Tuesday, March 25, 2014

Yes, Virginia, there is a metanarrative

[T]he Christian gospel is not primarily about having one’s sins forgiven and spending a blissful eternity with God after somehow getting through this life with one’s faith reasonably intact. This view, which I do not hesitate to call heretical, is the result of a misreading of the New Testament. If a person constantly reads the New Testament in the light of the Old, which the Church Fathers clearly intended by their joining of the two in one canon, then it becomes unmistakably clear what the purpose of the Gospel is. It is the same purpose that God has had from Genesis 4 onwards: the transformation of human behavior in this world with the consequent possibility of living with God through all eternity.— Called to be Holy, page 3

<idle musing>
Today we begin excerpting from a new—really an old!—book. I had John Oswalt as a professor in seminary, way back when. He would start classes with prayer, but it wasn't just a rote, do-it-because-we-have-to kind of prayer. He would pause before praying, and you could feel the presence of God fill the room. Then he would pray. I can sense that same spirit of waiting on God in this book.
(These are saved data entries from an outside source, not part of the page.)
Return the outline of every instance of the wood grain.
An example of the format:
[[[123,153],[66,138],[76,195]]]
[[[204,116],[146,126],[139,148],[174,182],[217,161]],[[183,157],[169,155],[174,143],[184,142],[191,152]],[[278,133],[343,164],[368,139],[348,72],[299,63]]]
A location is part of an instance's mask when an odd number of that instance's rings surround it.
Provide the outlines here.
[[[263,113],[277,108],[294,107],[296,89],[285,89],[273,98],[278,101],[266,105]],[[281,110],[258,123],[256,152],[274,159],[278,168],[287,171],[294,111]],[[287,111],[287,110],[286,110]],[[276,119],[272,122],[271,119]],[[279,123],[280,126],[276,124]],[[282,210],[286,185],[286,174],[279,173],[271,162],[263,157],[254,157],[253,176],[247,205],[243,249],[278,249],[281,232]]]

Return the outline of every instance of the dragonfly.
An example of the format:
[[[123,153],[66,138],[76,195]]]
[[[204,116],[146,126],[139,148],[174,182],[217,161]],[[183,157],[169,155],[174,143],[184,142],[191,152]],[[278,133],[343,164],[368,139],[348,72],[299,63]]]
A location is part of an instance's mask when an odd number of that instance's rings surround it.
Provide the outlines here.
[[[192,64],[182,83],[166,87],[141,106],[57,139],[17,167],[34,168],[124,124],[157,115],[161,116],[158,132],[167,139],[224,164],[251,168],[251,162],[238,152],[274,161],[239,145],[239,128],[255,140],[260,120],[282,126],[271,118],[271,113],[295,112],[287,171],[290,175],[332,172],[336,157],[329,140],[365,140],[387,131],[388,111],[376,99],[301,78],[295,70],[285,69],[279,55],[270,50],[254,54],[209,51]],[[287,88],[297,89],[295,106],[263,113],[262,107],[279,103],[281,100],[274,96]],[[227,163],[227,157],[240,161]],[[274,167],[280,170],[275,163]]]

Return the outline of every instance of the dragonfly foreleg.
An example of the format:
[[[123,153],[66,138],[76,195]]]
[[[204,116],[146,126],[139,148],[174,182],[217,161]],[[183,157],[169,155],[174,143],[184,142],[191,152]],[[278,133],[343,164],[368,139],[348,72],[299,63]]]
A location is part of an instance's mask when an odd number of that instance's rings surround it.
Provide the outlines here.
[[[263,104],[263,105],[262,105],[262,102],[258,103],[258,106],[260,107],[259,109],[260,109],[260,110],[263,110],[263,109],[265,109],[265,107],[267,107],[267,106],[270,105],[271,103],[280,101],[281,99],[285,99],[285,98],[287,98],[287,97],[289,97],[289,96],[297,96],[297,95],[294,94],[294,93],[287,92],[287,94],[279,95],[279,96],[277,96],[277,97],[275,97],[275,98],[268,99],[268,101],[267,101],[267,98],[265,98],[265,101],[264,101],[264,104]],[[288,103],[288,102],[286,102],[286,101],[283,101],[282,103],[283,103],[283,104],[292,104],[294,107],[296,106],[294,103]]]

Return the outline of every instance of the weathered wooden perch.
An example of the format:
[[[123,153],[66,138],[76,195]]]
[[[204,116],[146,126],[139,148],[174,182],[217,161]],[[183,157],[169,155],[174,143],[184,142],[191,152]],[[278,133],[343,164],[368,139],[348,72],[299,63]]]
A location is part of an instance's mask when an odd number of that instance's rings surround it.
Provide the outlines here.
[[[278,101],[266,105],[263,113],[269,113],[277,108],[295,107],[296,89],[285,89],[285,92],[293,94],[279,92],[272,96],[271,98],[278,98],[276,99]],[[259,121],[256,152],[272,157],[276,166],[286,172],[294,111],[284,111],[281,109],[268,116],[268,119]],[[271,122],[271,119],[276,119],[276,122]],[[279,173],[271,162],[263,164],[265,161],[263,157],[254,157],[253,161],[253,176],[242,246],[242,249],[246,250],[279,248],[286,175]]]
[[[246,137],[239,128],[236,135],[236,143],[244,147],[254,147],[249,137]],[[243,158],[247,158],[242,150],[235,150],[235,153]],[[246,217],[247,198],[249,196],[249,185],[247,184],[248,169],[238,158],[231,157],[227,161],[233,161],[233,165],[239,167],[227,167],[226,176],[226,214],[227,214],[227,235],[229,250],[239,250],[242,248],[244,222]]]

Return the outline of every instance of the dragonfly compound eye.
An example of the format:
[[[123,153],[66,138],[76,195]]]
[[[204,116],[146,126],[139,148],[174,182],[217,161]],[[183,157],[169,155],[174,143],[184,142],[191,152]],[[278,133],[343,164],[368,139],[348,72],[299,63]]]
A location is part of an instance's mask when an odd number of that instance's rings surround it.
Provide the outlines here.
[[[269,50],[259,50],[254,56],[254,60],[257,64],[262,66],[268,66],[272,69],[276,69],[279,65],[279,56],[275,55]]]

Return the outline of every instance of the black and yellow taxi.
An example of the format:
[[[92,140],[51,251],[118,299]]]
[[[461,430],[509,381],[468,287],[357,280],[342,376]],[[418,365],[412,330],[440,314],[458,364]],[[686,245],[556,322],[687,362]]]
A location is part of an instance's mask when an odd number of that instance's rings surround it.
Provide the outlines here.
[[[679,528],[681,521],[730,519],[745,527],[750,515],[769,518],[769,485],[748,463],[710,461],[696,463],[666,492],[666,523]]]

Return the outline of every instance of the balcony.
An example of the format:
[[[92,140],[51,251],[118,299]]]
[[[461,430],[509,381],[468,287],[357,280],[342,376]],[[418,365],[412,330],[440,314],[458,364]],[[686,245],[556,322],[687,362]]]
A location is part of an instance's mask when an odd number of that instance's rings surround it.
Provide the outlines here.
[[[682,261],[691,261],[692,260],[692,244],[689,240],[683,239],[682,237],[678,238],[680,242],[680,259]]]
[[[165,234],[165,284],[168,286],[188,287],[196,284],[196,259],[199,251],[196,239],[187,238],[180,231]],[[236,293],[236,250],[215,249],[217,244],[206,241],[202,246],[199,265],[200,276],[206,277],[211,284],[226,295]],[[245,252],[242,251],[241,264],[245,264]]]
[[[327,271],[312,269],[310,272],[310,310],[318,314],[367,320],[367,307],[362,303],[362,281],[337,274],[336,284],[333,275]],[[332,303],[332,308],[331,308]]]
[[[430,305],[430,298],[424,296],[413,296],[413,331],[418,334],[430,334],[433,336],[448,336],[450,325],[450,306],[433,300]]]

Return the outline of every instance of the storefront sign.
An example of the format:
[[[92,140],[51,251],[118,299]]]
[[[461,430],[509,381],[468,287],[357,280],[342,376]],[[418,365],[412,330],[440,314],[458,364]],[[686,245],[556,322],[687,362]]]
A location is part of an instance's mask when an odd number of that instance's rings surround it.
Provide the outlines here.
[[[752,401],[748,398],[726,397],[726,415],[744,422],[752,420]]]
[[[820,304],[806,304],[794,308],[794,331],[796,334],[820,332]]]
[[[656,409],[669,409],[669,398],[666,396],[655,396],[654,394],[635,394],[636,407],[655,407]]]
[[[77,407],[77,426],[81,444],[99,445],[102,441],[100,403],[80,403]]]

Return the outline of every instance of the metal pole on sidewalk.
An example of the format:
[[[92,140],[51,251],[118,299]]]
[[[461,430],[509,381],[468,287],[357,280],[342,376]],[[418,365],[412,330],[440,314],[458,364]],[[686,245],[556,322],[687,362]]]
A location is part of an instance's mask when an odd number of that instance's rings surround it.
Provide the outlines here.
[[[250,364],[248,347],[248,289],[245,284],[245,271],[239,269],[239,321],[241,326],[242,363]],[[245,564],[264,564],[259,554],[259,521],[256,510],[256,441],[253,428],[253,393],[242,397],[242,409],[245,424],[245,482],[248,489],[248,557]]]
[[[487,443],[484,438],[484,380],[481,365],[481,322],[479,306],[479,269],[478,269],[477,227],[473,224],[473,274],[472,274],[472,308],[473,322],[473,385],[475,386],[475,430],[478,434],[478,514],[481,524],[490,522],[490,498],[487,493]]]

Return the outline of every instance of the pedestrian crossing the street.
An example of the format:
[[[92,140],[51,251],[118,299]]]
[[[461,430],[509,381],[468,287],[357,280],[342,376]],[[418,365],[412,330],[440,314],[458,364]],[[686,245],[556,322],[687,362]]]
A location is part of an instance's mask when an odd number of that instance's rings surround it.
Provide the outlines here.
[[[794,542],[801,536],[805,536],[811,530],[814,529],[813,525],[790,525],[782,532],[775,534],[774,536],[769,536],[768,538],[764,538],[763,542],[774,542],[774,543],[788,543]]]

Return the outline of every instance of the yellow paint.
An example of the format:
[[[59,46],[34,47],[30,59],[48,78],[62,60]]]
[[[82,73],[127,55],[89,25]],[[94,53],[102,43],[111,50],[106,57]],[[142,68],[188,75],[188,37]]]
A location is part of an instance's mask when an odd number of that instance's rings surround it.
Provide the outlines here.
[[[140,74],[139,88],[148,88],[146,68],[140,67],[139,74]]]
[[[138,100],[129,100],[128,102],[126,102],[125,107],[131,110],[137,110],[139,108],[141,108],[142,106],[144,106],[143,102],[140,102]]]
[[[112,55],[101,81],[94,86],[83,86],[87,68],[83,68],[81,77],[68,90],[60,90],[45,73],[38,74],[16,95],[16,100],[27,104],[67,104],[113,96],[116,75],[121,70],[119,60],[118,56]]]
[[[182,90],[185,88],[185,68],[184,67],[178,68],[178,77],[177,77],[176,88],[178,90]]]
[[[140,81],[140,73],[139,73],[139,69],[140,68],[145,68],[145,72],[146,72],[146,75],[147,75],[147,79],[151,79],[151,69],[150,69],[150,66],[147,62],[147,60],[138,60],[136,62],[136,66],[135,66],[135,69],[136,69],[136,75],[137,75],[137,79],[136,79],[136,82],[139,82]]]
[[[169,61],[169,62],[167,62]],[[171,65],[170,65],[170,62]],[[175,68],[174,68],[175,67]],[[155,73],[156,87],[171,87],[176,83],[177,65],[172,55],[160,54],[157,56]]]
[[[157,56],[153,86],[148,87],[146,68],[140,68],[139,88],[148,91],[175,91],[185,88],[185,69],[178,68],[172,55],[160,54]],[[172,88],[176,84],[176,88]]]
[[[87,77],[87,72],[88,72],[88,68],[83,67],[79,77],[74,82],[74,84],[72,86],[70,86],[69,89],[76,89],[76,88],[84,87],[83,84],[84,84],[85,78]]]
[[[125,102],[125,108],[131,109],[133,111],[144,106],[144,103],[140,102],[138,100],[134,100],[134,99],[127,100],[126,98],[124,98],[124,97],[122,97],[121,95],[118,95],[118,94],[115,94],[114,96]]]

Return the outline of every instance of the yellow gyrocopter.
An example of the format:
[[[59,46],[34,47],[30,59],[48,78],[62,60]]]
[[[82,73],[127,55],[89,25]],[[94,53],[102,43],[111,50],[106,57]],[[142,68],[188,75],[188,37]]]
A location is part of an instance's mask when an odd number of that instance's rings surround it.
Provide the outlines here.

I think this is one of the best expositions on Christian holiness that I've read. I encourage you to think about what you read in the excerpts from this book over the course of the next few weeks. Prayerfully consider what he says—maybe even pick up a copy of the book (I got mine via inter-library loan) and read the whole thing...

In the overworked (at least on this blog) words of Augustine: Tolle! Lege!